Designing a Collaboration Model among Supply Chain Members and Measuring the Technical Efficiency of Supplier Companies Using Data Envelopment Analysis in the Oil and Gas Industry
Keywords:
Supply chain, technical efficiency measurement , supplier companies, oil and gas industry , data coverage analysisAbstract
Given the increasing competition among companies and suppliers in the oil and petrochemical industry in the modern era, it has become essential for all active companies in this field to have a thorough understanding of their efficiency levels. They must examine the various causes of efficiency and inefficiency in their units and systematically plan and execute reforms in inefficient units. By enhancing the efficiency of underperforming units, it is expected that national interests will be better and more effectively served, improving the efficiency of the oil and petrochemical distribution and development systems in the country. This study focuses on designing a collaboration model among supply chain members and measuring the technical efficiency of supplier companies using Data Envelopment Analysis (DEA). By examining influential data and outputs, DEA is employed to calculate the technical efficiency of the country’s supplier companies under two assumptions: constant returns to scale (CRS) and variable returns to scale (VRS).
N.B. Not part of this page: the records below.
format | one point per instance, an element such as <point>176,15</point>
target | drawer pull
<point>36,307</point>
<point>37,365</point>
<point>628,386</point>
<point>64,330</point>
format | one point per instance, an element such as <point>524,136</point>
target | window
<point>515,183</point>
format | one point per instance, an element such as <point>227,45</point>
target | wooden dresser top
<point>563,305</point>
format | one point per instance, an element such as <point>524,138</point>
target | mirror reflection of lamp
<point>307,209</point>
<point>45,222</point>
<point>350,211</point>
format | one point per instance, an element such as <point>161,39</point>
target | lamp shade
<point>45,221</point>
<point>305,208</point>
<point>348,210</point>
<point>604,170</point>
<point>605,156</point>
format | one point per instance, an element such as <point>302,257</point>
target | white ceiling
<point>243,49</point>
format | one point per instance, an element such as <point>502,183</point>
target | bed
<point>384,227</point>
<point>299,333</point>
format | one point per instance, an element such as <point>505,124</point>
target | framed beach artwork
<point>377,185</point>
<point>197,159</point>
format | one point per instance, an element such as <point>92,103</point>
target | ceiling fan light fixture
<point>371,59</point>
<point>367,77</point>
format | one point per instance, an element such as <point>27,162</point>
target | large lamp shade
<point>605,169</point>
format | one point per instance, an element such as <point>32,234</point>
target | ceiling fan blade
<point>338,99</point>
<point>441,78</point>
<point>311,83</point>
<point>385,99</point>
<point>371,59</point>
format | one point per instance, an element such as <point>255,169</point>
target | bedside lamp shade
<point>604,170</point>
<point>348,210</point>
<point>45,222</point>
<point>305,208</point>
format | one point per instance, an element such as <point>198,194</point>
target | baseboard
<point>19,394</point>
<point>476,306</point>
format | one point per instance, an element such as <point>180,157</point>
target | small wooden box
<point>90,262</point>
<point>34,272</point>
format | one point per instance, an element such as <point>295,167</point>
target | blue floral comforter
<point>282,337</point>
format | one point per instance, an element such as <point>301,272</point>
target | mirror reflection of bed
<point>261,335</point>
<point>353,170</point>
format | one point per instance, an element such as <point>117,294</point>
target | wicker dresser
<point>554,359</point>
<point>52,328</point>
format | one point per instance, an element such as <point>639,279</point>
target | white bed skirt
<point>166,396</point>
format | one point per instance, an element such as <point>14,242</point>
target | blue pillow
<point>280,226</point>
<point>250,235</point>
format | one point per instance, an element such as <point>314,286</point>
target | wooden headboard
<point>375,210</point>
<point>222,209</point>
The statistical sample consists of 15 experts with academic and practical experience in financial management and stock market operations. The research findings indicate that technical efficiency and pure technical efficiency (PTE) are directly derived from the computation of CCR and BCC models. Under the CRS assumption, the average efficiency of the companies under study is 88.45%. From a geometrical perspective, under this assumption, the production frontier is represented as a straight line on which efficient units are located, forming the frontier. Under the VRS assumption, the average efficiency is 90.88%. This indicates that companies have produced 9.12% less than the optimal amount given their current input levels. Furthermore, under this assumption, the production frontier is concave, and each efficient production unit is positioned on the frontier. The average scale efficiency is 97.17%, implying that the actual production scale deviates by 2.83% from the most productive scale. When pure technical efficiency (PTE) exceeds scale efficiency, inefficiency is due to scale inefficiency. Conversely, when this is not the case, the major portion of inefficiency is attributed to pure technical inefficiency or management (operational) inefficiency.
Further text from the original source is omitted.